‘The world is safer’, President Barack Obama said on Monday. ‘It is a better place because of the death of Osama bin Laden’. Few would dispute the idea that the world is a better place without bin Laden. But is it safer? Or, to put the question another way, what does the demise of al-Qaeda’s leader mean for the war on terror?
The jubilation in America at the bin Laden’s death is understandable. It is also, in a sense, misplaced. As a symbolic act, bin Laden’s death is highly significant. But in terms of changing the reality on the ground, it is relatively meaningless. Far from being the grand orchestrator of a worldwide jihad, bin Laden has for most of the past decade been a marginal figure. As an organization al-Qaeda barely exists. Al-Qaeda Central – its hardcore leadership – consisted of bin Laden, his Egyptian deputy Ayman al-Zawahiri and a handful of associates in Pakistan. The organization has been rent by internal division, particularly between Saudi, Egyptian and Libyan supporters, and decimated by counter-terrorist forces that have killed or imprisoned many of its leaders.
Bin Laden’s death is likely to make little difference to the war in Afghanistan. That war might have begun as a result of bin Laden seeking refuge there, but al-Qaeda has played almost no role in the fighting. The resistance to Western forces over the past decade has come from the Taliban, not al-Qaeda, and bin Laden’s death will not change that.
Nor has al-Qaeda orchestrated a major successful terrorist attack for more than five years. The bombing last week of a café in Marrakesh, in which 16 people were killed, was a stark reminder of the nihilistic terror that jihadis continue to sow. But, outside of Iraq, Afghanistan and Pakistan, such terrorism remains relatively rare. And when such bombings do happen, the link to al-Qaeda is tenuous.
It is true that a number of al-Qaeda-inspired groups, such as the Yemen-based Al-Qaeda in the Arab Peninsula (AQAP) and Al-Qaeda in the Islamic Maghreb (AQIM), have sprung up across the Middle East and North Africa. Despite their names, however, their relationship with al-Qaeda Central tends to be nominal. Each of these jihadist groups has grown out of local power struggles, not as part of a worldwide jihadi conspiracy.
In any case such groups have little support even within their own countries. In Egypt, Hosni Mubarak’s regime was overthrown by a coalition of democratic forces in which even the powerful Muslim Brotherhood found itself on the margins. Similarly, in Yemen, which many thought might become al-Qaeda’s new Afghanistan, AQAP has played little role in the growing movement to unseat President Ali Abdullah Saleh. Groups such as AQAP may well exploit bin Laden’s death to unleash more terror. But we should not mistake such opportunism for ideological attachment or political strength.
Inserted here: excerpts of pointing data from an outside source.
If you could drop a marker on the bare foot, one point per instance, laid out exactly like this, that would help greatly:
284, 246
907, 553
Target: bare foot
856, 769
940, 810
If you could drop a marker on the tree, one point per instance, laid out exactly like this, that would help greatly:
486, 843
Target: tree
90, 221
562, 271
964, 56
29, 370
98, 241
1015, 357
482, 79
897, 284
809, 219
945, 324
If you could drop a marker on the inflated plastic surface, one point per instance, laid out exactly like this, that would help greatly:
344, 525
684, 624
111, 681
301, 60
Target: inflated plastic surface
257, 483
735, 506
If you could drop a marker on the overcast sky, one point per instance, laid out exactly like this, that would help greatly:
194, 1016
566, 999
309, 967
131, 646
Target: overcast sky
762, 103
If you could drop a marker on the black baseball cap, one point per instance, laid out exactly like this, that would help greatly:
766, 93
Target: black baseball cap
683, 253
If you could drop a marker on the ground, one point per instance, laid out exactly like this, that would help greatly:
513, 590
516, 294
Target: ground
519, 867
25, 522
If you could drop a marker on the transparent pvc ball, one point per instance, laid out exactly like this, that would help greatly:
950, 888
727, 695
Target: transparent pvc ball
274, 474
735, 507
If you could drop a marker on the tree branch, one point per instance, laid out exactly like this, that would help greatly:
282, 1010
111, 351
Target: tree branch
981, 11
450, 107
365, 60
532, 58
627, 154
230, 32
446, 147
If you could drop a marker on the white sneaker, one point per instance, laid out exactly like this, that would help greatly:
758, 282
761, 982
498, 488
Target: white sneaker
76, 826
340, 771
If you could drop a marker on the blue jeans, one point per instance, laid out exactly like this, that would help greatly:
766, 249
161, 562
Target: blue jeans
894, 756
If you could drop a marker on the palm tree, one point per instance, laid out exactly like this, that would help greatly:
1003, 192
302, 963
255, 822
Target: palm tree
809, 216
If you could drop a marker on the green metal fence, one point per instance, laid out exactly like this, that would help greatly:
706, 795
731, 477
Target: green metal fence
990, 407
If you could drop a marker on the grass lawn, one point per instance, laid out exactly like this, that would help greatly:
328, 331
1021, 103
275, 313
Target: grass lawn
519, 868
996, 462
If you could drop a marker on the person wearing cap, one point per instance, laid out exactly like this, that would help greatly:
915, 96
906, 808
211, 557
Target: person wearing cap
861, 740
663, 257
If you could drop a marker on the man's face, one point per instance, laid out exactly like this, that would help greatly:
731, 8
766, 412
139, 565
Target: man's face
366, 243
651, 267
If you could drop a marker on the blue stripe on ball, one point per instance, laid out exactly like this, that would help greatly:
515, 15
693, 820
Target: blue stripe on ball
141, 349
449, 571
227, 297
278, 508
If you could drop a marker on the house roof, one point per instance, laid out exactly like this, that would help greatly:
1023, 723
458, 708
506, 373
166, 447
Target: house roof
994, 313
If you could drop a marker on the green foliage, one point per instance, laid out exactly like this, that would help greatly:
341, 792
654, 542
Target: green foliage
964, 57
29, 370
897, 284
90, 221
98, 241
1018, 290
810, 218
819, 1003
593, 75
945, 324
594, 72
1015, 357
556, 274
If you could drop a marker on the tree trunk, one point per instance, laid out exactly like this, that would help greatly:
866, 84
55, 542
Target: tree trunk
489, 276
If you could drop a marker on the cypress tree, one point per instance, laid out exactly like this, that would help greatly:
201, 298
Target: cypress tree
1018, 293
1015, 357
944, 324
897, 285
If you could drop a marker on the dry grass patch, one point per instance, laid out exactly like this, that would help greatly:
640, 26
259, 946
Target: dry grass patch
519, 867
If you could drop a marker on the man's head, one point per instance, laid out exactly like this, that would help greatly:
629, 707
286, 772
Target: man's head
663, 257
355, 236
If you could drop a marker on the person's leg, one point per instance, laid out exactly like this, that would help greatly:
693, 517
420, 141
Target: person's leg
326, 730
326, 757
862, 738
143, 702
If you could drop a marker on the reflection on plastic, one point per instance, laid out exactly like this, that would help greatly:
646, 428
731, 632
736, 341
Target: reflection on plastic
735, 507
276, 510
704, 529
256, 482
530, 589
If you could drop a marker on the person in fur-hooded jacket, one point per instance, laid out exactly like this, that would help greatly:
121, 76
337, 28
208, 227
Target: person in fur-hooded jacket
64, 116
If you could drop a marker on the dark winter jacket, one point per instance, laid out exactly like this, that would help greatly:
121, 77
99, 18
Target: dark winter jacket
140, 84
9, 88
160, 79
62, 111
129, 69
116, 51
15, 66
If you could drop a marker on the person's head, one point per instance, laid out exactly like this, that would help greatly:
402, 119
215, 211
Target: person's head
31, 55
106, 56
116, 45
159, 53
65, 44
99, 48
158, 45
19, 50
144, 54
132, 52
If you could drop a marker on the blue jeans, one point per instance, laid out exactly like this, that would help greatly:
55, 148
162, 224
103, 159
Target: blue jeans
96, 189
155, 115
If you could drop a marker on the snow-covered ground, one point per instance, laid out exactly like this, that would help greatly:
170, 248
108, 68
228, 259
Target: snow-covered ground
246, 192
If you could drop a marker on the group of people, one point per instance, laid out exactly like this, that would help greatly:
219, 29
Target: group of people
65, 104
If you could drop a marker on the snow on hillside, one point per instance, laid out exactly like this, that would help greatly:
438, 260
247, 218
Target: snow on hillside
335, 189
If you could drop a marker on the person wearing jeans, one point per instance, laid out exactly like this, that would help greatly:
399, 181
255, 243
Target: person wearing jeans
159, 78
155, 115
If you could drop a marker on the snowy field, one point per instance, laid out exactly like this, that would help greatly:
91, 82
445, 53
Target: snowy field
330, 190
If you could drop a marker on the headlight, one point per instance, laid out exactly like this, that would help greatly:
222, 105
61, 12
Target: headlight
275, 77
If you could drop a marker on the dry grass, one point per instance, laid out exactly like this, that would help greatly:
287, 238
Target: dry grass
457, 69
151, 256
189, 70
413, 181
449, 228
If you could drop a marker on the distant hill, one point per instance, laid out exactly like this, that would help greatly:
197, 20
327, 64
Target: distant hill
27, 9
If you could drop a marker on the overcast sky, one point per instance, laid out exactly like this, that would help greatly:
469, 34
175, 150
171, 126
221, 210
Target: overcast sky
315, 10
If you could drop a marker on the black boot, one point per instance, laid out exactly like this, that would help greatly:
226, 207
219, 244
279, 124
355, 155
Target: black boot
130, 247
Jihadi groups in the West have even less credible links to al-Qaeda.Terrorists such as the London 7/7 bombers, or Taimour Abdulwahab al-Abdaly who tried to blow himself up in the midst of Christmas shoppers in Stockholm last year, have been driven not so much by political or religious ideology as by a nihilistic hatred for the society in which they live. It is a hatred bred not on the battlefields of Afghanistan or the madrassas of Pakistan but in the streets, schools and pubs of London, Paris and Stockholm. The death of bin Laden will change little for such jihadists.
The myth of bin Laden’s might has in recent years been stoked as much by Western fears as by the reality of al-Qaeda attacks. Bin Laden has become the spectre haunting the West, the architect not just of 9/11 but of a worldwide assault on Western values and way of life. It is a myth that has helped fuel wars in Afghanistan and Iraq, destabilize Pakistan, reinforce autocracies in Saudi Arabia, Bahrain, Yemen and elsewhere, and erode rights and liberties, from the imposition of draconian domestic anti-terror laws to the obscenity of extraordinary rendition to the international affront that is Guantanamo Bay. Bin Laden’s legacy has not simply been the murderous ideology he has promoted or the wanton slaughter he has unleashed. It has also been the undermining in the West of those very values that the ‘war on terror’ supposedly seeks to defend.
The real challenge to bin Laden and al-Qaeda, and its medieval, terror-laden theology, has come not from the West’s war on terror but from the Arab Spring, from the revolts that have shaken the region from Tunisia to Egypt to Yemen to Syria. The desire of the peoples across the Arab world for democratic change has not only humbled autocrats, it has also marginalized the jihadists who have played no part in the popular movements. These uprisings, and the hope that they engender, will transform the world far more than will bin Laden’s death.